The drugmakers’ initiatives span a range of actions – differential and reduced pricing, technology transfers under license agreements, as well as donations. For instance Gilead, a US-based biopharmaceutical company, provides waiver of royalty payments to licensed manufacturing partners of its HIV medicines. Since 2011, it has also operated a five-year single-drug donation program, which involves donation of 450,000 vials of AmBisome (amphotericin B liposomal), for the treatment of visceral leishmaniasis in developing countries, including in India. Another example is Merck India, which has been selling its anti-diabetic drug, Januvia, at one-fifth of the US price since 2008.

But pharma companies are not alone in their efforts. Indian government has introduced a policy aimed at increasing the availability of essential drugs at affordable prices. In 2011, the government proposed to increase the number of drugs remaining under the purview of the National Pharmaceuticals Pricing Policy 2011 to 348, up from initial 74. This policy has been amended in 2012 to include 652 commonly-used drugs under 27 therapeutic areas. Introduction of this policy is expected to result in a price drop of 10% or more for about two-thirds of essential drugs available in the Indian market.

While these combined corporate and government efforts are likely to boost access to inexpensive essential drugs, Indian government actions might, ironically, have an adverse impact on the industry. Several pharmaceutical corporations operating in the Indian market are already averse to these new government policies, citing erosion in both top and bottom line results. There are at least two more negative repercussions potentially arriving from the government’s actions:

  • In a scenario, where the provision of price-capped drugs becomes unprofitable for the drugmaker, the pharmaceutical company may decide to discontinue the availability of these medicines in the Indian market.
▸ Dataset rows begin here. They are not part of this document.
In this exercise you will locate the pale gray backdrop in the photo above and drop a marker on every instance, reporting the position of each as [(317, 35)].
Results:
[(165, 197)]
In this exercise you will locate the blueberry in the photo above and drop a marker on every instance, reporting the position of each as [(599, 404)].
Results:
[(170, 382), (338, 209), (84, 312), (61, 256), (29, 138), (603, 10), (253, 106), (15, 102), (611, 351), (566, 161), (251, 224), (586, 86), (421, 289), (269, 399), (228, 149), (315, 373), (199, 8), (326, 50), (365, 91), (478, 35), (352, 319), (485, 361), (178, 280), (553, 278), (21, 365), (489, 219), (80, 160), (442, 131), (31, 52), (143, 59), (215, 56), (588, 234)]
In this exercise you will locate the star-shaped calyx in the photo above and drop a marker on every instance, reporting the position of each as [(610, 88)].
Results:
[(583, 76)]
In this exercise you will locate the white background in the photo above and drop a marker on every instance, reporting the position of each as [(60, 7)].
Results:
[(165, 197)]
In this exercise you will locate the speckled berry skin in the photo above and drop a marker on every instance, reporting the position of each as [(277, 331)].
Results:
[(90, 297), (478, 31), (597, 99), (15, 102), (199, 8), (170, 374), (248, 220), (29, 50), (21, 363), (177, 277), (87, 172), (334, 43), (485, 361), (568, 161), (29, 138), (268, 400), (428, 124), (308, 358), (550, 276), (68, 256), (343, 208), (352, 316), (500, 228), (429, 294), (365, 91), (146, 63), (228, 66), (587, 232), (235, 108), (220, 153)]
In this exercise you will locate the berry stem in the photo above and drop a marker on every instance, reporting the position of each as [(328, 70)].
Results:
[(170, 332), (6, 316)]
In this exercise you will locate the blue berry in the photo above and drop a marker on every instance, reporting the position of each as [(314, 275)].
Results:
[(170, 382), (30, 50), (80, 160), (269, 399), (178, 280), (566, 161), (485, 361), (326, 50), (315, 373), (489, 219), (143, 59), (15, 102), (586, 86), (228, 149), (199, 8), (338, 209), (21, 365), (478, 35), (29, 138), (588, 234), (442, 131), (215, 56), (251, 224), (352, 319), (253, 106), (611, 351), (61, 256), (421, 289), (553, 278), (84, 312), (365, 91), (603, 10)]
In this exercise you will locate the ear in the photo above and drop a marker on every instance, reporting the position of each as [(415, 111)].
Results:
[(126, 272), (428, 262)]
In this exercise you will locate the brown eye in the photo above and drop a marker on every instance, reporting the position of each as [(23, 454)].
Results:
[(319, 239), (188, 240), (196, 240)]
This took place prior to the introduction of the National Pharmaceuticals Pricing Policy 2011, when 27 of the 74 drugs under price control were discontinued. Such a scenario would render these price control efforts counter-productive, to say the least.

  • At the same time, quite possibly, small domestic generic drug manufacturers are likely to be tempted to raise the prices of their low-cost drugs closer to the designated price-cap level, which in their case would mean an increase in the average price of drugs. This would, without a doubt, negatively impact consumers, particularly in smaller tier II and tier III cities across the country.

Increasing social pressure to provide affordable drugs is forcing both corporations and governments to introduce efforts to control drug prices. While these price control measures are necessary to make essential drugs affordable to the Indian public, these efforts may backfire in the long run. Possible drug discontinuation and average price hikes ultimately point towards corporations placing profit maximization over consumer needs.